Lawmakers Want to Limit Sex Abuse Lawsuits

By Peter Harriman
Argus Leader
March 8, 2010

In an effort to close the door on what he sees as frivolous class-action lawsuits, Chamberlain lawyer Steve Smith crafted a piece of legislation passed by the South Dakota Legislature that opponents say unfairly limits the ability of child sexual abuse victims to recover damages from the institutions that employed their abusers.

House Bill 1104 says any abuse victims over the age of 40 can sue only the individuals who abused them and not churches, schools or other institutions with which an abuser was associated. It passed the House 52-14 and the Senate 26-7.

The bill is expected to reach Gov. Mike Rounds' desk early this week. Rounds' Spokesman Joe Kafka said the governor has not yet taken a position on whether he will sign it. But Robert Koenig of Sioux Falls, who filed one of the landmark South Dakota child sexual abuse lawsuits in 1992 and who opposes HB 1104, said he was contacted Friday by a Rounds' staffer soliciting his opinion.

Out-of-state lawyers

The bill was sponsored by the District 21 delegation - Reps. Thomas Deadrick, R-Platte, and Kent Juhnke, R-Vivian, and Sen. Cooper Garnos, R-Presho. Smith said he asked them to carry the legislation because he lives in the district.

He said he proposed the bill because lawyers from California and Florida have been trying in recent years to construct massive class-action lawsuits from throughout Indian Country by recruiting former boarding school students and others who said they were victims of sexual abuse at the hands of faculty, staff and clergy. Some of that abuse occurred as long ago as before World War II.

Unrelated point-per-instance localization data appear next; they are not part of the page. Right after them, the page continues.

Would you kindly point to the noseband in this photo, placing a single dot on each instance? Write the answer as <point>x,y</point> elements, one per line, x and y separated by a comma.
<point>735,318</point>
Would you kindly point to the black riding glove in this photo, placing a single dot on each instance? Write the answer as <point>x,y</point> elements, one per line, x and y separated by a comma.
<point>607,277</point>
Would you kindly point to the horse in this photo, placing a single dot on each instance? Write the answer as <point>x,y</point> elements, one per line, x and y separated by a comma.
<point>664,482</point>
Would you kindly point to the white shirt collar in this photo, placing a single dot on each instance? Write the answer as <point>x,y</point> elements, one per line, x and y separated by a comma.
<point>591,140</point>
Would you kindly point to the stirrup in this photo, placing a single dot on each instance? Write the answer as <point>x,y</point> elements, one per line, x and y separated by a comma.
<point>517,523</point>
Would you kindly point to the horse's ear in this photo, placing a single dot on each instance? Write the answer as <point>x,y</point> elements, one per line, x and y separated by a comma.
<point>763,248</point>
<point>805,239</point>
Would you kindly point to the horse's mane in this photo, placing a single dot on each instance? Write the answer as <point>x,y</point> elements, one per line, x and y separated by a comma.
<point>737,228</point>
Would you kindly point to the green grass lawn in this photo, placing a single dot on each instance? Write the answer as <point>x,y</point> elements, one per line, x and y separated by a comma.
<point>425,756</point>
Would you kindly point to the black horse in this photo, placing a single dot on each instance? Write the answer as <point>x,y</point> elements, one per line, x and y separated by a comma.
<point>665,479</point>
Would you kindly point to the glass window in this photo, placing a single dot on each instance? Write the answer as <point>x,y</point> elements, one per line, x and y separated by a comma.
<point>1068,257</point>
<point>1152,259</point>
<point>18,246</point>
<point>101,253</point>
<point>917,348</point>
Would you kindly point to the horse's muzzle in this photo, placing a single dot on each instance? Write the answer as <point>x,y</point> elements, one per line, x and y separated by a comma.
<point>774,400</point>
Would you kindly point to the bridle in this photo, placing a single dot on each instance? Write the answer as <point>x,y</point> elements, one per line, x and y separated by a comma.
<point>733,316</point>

Smith, who has represented the St. Joseph Indian School in Chamberlain in abuse cases, said it is impossible to defend such institutions after such a long period of time has passed because witnesses die. He also said at some point there should be severability between an institution and its former employees if an institution has gone through several generations of leadership since it hired that person or refused to publicly disclose them when their actions came to light.

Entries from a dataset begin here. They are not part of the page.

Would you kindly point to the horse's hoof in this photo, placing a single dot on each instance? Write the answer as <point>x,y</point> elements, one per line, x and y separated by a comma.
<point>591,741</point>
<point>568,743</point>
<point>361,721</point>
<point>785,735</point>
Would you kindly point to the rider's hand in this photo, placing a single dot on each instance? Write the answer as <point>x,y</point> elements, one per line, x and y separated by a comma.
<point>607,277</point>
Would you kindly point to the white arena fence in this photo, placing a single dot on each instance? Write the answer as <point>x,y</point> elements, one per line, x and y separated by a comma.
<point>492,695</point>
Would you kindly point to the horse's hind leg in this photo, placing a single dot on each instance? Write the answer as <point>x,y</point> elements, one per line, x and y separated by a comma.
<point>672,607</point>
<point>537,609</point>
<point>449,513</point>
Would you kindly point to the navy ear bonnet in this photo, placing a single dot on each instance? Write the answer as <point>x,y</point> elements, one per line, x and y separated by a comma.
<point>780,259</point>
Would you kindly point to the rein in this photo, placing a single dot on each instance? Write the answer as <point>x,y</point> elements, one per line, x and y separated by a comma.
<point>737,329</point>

Smith said the lawyers trying to recruit class-action members are reaping what they sow when it comes to the bill.

"When you're playing a predatory practice, you better get ready for a predatory response. They created the monster that got them to this bill that got passed."

However, Koenig and others see HB 1104 as a retrenchment from the precedent established in the wake of Koenig's case that institutions can never avoid responsibility for abuse they allow to occur.

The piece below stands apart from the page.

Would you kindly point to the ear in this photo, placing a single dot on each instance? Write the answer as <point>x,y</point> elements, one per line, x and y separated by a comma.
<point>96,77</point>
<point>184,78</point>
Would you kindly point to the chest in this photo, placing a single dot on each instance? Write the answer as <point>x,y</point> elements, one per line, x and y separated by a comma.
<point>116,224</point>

"It's a step backward for justice for abused children in this state," he said. Koenig points out that he was 47 when he filed his suit against the Rapid City Catholic Diocese.

He dismisses Smith's claim that at some point institutions should not be sued for events that took place long ago.

"Because they don't do it anymore doesn't change the fact that it happened," Koenig said. "The lives they ruined 40 or 50 years ago are still ruined. We don't have a statute of limitations on murder, and there's nothing more murderous than raping a child. It kills their spirit."

Opponents off-guard

Sen. Nancy Turbak Berry, D-Watertown, voted against HB 1104. Like Smith, she is a lawyer, and in the past she has represented rape victims.

"Institutions benefit from being able to use their employees. ... You don't get the benefits of employees and escape their responsibilities," she said. "They have no right to try to disown themselves from the conduct of their employees."

Smith admits opponents had little opportunity to organize against his proposal. Koenig insists he would have been in Pierre testifying against the bill had he known about it.

"Nobody knew I was doing this," he said.

Smith said he thought long and hard before advancing what became HB 1104.

"It was personally and professionally trying," he said.

"I understand Senator Turbak's concerns. They are legitimate. I'm not going to downplay them. ... But by the same token, 99 percent of the time no one knows of these abuses until suddenly a claim arises 20 years down the road."

He acknowledges the bill could potentially block victims of abuse from recovering civil damages.

But in the end, Smith comes back to what he sees as out-of-state lawyers' efforts to create unfounded class-action lawsuits.

"I hate con men," he said. "That's what this is pointed at."